Despite my outwardly blase appearance toward 'trying' this month - me trying to get pregnant? Not! Watch me as I down my martini while riding a roller coaster, then soak in a hot tub for an inordinate amount of time, follow it up with pure caffeine pills and finally, hang on for dear life on a ride with a thoroughbred race horse - inwardly, I was secretly hoping for the ultimate surprise: a conception that required nothing more than two people, some wine and a bed. Things were really promising too, since last year after my miscarriage, I had the period that would not end and ultimately got a progesterone shot in the ass to re-set the ole system. This time, it was a picture perfect cycle.
So, on Sunday morning when I noticed some spotting, I knew that once again I was thwarted and we would be back on Dr. Uterus's roster of Unfortunate Infertile Couples.
A few days earlier, when I was still holding out a teensy bit of hope, I saw a woman walking in front of my house with her two year old. I had seen her before and the beginnings of a tell-tale bulge, but I had chosen to think that her t-shirt was just bunched in an odd way. This time around, though, it was obvious that she had The Bump, and I decided in my infinite wisdom that she had acquired The Bump in the way that most people do - in the privacy of their homes, without drama or fanfare and most certainly without needles, drugs or other paraphernalia. And that depressed me. Who was I to think that we would be able to do that - even now, more than three years since we started down the road to expand our family? What a silly infertile girl you are, thinking that you could get knocked up like everyone else. Don't you know that you're Special (and not in a good way)?
Such is the internal monologue of an Infertile Girl.
Once again, I am coming to terms with the fact that I will most likely not be able to conceive on my own, for whatever reason, and that assisted reproductive technology is my ticket to the Baby Game. I used to find this incredibly unfair. Now I've progressed to mildly unfair. Progress! Two-plus years of having the same thought over and over again will tend to smooth it out, rought out the edges and leave a smaller (and hopefully less painful) nugget than when you started.
Being that it is CD 1 today, I called Nurse To a T (Dr. Uterus's right-hand lady) and scheduled the mock cycle for the FET in August. I tried not to think about the fact that we also started trying again last year in August after the last miscarriage and it was a bust.
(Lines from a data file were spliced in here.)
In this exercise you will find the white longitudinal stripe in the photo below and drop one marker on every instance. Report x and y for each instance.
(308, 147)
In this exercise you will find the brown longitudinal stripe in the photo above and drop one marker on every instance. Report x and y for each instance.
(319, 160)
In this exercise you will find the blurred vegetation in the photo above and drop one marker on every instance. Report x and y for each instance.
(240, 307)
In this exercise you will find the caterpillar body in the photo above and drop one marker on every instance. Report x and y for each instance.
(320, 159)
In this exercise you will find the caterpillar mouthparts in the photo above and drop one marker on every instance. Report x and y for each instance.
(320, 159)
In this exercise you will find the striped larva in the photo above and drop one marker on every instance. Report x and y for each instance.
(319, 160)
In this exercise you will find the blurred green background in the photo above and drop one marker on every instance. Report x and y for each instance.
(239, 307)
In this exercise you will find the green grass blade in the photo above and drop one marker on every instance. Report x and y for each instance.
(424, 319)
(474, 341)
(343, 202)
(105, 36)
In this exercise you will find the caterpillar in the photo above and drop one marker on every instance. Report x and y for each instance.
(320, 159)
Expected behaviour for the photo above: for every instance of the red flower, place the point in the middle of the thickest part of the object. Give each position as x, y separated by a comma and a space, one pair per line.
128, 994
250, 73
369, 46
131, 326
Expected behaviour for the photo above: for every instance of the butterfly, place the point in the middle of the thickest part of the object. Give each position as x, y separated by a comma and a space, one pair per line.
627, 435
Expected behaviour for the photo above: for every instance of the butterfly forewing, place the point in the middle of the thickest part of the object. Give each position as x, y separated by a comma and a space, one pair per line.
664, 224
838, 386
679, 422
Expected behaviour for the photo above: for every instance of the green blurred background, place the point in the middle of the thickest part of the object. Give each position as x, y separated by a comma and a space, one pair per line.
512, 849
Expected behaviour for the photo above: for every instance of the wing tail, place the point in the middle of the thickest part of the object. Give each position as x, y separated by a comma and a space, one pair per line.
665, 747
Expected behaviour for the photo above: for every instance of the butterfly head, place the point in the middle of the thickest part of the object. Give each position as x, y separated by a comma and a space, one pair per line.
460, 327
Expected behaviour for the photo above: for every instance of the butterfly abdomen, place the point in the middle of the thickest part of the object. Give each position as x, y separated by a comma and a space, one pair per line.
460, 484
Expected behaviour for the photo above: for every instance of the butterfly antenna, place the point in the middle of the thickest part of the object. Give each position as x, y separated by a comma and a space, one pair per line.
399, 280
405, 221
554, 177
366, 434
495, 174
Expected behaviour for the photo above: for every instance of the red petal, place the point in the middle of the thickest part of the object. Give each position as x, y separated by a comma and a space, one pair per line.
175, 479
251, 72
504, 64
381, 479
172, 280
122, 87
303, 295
I'm trying not to believe that I am only fertile in February since that is the month when I have gotten pregnant two years in a row now. I start the Estrace tomorrow (that's a new one for me) and will do the PIO injections starting in July. I had originally decided to go with the capsules (Endometrin?) but two things mitigated against it - expense and we won't have the results of an endometrial biopsy for almost two weeks, during which time I will be starting up for the real-deal FET. If the Endometrin didn't work, that would be a terrible time to find out. So, it's back to the butt shots for me.
And, just for sh*ts and giggles, I'll pick up an HPT to make certain, before I start pumping my body full of estrogen, that there really is no alien invasion. I'm not expecting a last minute reprieve, but it's a lot easier to pee on the stick when you don't think you're pregnant than when you do - which is probably why I hardly ever indulge.
Never a dull moment, here at the Young and the Infertile. Will she? Won't she? Tune in to find out!